De Graaf membangun rumah sakit itu setelah membeli rumah pelukis kenamaan Raden Saleh seharga 100 ribu gulden pada 1895. De Graaf bukan orang kaya, dia mendapatkan dana itu dari Ratu Emma di Belanda.
"Mereka sebelumnya sudah dikenal karena pernah membangun rumah untuk berobat masyarakat kelas menengah ke bawah," kata Ara.

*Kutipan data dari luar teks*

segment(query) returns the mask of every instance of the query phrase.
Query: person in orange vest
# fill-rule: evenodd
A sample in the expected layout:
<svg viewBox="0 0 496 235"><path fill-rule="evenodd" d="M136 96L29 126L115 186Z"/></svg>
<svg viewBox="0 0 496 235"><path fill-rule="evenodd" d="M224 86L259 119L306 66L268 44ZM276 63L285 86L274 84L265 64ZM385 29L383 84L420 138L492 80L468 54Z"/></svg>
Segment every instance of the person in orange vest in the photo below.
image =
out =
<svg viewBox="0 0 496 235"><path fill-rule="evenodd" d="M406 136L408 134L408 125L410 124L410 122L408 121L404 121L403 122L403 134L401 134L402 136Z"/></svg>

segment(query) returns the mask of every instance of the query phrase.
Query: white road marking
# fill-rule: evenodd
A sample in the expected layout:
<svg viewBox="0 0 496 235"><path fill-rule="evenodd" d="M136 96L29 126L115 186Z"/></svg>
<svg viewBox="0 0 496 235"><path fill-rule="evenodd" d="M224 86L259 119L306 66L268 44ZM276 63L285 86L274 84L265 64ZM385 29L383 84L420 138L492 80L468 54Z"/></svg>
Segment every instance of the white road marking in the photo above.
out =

Satu lagi makam yang menarik perhatian di sini adalah tombe berdinding lebar di sebelah kiri. Tombe tersebut berdinding putih dengan tulisan beberapa nama, yang terbesar adalah Adolf van der Capellen. Dari keterangannya yang tertulis dalam bahasa Belanda, Adolf lahir pada 15 Januari 1825 dan meninggal 6 April 1888.

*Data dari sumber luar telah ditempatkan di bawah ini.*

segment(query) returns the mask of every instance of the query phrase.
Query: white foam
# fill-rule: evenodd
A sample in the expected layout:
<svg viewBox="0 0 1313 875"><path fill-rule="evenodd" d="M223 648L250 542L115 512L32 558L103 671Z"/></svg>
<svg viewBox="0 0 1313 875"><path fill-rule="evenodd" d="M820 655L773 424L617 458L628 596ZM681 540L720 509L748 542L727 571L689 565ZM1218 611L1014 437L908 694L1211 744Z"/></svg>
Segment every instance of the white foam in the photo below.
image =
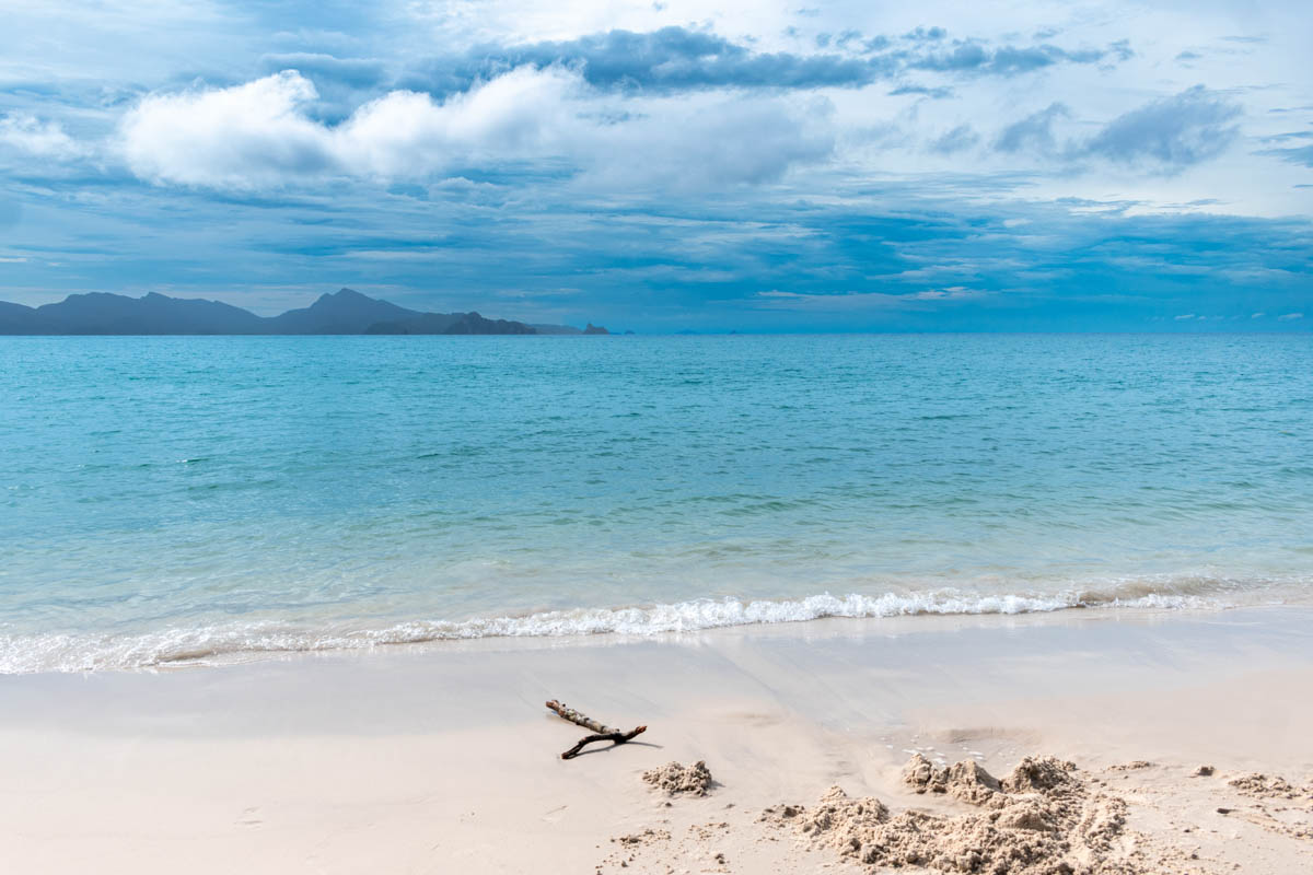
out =
<svg viewBox="0 0 1313 875"><path fill-rule="evenodd" d="M642 607L555 610L523 617L467 621L410 621L379 627L305 628L285 623L225 623L177 627L138 635L0 635L0 673L144 669L171 662L223 660L243 653L368 649L494 636L570 636L617 634L649 636L725 626L797 623L827 617L878 618L922 614L1029 614L1070 607L1221 607L1228 586L1192 584L1155 588L1137 580L1108 589L1065 594L978 594L940 589L882 596L831 596L797 600L696 600Z"/></svg>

Adolf merupakan kerabat Gubernur Jenderal Hindia Belanda Van der Capellen.
"Karena dia punya jabatan di zaman Belanda, makanya tombenya lebih besar," kata Ara.
Ara mengatakan, dulu tombe ini hanya berupa tiang yang bisa diangkat. Jadi jika ada keluarga Adolf meninggal, jenazahnya bisa dimakamkan di satu tombe. Namun, di antara tiang itu sudah dibuatkan tembok karena tak ada lagi keluarga Adolf di Indonesia.
Di tombe itu juga tertulis beberapa nama lain, termasuk istrinya, Elise Remisa. Ada juga Frans dan R.L.J van der Capellen dan Abrahamina van der Capellen.
Ara mengatakan, dulu pemakaman Belanda ini juga digunakan untuk masyarakat umum. "Sekarang khusus untuk 12 marga (Belanda Depok) itu," kata dia.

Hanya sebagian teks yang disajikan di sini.